Technology

This item has been deliberately left for last, because, in the opinion of the author (who has several engineering degrees, was a project manager at a major space firm, and considers himself first and foremost a technologist), it is of the least importance. While the conventional wisdom is that technology is the show stopper for low-cost routine space transportation and a viable space tourism business (as exemplified by NASA’s ongoing promotion of such technology demonstration programs as X-33, X34, et. al.), a serious analysis of the situation reveals that the current technology level is the least of the problems confronting space tourism entrepreneurs.

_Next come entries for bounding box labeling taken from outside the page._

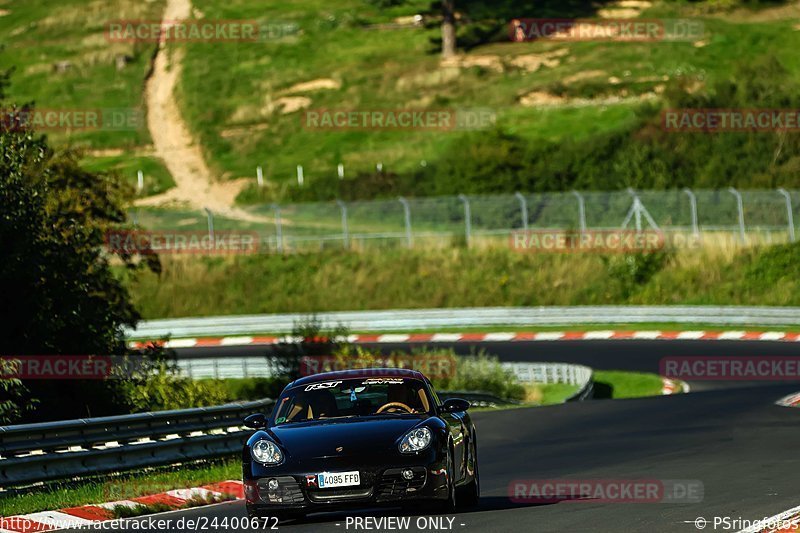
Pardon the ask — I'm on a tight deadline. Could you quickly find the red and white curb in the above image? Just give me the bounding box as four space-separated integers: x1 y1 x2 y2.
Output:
661 377 689 396
775 392 800 407
0 481 244 533
129 331 800 348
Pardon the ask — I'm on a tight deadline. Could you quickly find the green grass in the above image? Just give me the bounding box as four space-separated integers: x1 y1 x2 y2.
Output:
0 459 242 516
6 0 800 200
111 494 236 518
82 154 175 196
130 245 800 320
0 0 165 148
167 0 800 195
594 370 663 400
130 322 800 340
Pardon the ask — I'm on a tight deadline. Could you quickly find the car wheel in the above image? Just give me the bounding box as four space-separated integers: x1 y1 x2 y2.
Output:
458 438 481 507
247 511 306 529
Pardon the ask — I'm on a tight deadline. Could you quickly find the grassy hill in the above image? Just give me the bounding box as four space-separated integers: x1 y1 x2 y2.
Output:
6 0 800 202
0 0 172 194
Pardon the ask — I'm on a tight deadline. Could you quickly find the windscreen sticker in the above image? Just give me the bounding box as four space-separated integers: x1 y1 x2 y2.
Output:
305 381 342 391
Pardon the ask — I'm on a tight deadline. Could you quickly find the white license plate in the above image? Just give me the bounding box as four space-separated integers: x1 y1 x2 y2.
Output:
317 470 361 489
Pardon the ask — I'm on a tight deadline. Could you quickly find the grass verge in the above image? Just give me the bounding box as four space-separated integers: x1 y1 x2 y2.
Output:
594 370 664 400
129 244 800 318
0 459 242 516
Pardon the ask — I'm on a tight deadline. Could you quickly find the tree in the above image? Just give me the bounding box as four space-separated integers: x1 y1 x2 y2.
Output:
0 74 158 423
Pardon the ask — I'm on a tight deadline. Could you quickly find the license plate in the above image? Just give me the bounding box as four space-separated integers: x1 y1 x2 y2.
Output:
317 470 361 489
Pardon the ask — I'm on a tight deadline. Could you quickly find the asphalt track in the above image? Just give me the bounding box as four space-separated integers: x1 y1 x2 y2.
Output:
72 340 800 533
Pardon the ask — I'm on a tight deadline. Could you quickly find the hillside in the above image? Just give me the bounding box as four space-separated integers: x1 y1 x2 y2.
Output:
0 0 800 206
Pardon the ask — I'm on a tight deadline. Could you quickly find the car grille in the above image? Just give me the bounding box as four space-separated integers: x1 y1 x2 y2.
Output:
377 466 427 500
258 476 304 504
308 487 372 502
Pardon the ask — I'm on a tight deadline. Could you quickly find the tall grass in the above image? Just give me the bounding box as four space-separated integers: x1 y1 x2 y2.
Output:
130 245 800 318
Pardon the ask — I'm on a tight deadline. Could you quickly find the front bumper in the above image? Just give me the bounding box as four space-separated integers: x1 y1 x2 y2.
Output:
244 456 448 515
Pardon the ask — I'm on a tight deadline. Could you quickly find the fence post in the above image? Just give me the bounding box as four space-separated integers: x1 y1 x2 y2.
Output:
397 196 414 248
728 187 747 243
683 187 700 236
458 194 472 248
778 189 795 242
336 200 350 248
514 191 528 231
628 187 642 232
572 191 586 234
272 204 283 253
203 207 214 241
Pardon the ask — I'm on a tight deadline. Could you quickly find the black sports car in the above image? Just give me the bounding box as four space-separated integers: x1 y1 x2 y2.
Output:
242 368 480 520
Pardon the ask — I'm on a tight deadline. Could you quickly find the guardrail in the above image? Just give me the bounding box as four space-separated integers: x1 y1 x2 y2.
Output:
175 357 593 400
0 360 593 488
0 399 273 487
125 306 800 340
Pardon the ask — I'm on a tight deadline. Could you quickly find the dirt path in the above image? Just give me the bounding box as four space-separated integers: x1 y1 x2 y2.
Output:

Accordingly, specific technologies needed to reduce the costs will not be addressed here, except to note that all of them have second or third order effects on cost, relative to the much more fundamental driver of economies of scale. Even a poorly-designed, low-technology vehicle, if flown at high enough rates, will be less costly to operate than any space transportation system operating today. Conversely, the best-designed space transportation system will still have astronomical costs if only flown a few times a year, e.g., (not to imply that its design couldn’t have been improved) the Space Shuttle.

There are many ways of building high-flight-rate vehicles, and many technical solutions to solving the design requirements, but the most difficult problem remains not in design and implementation, but in raising needed investment funds. It is hoped that this paper, and similar ones, will help in reducing this more fundamental barrier.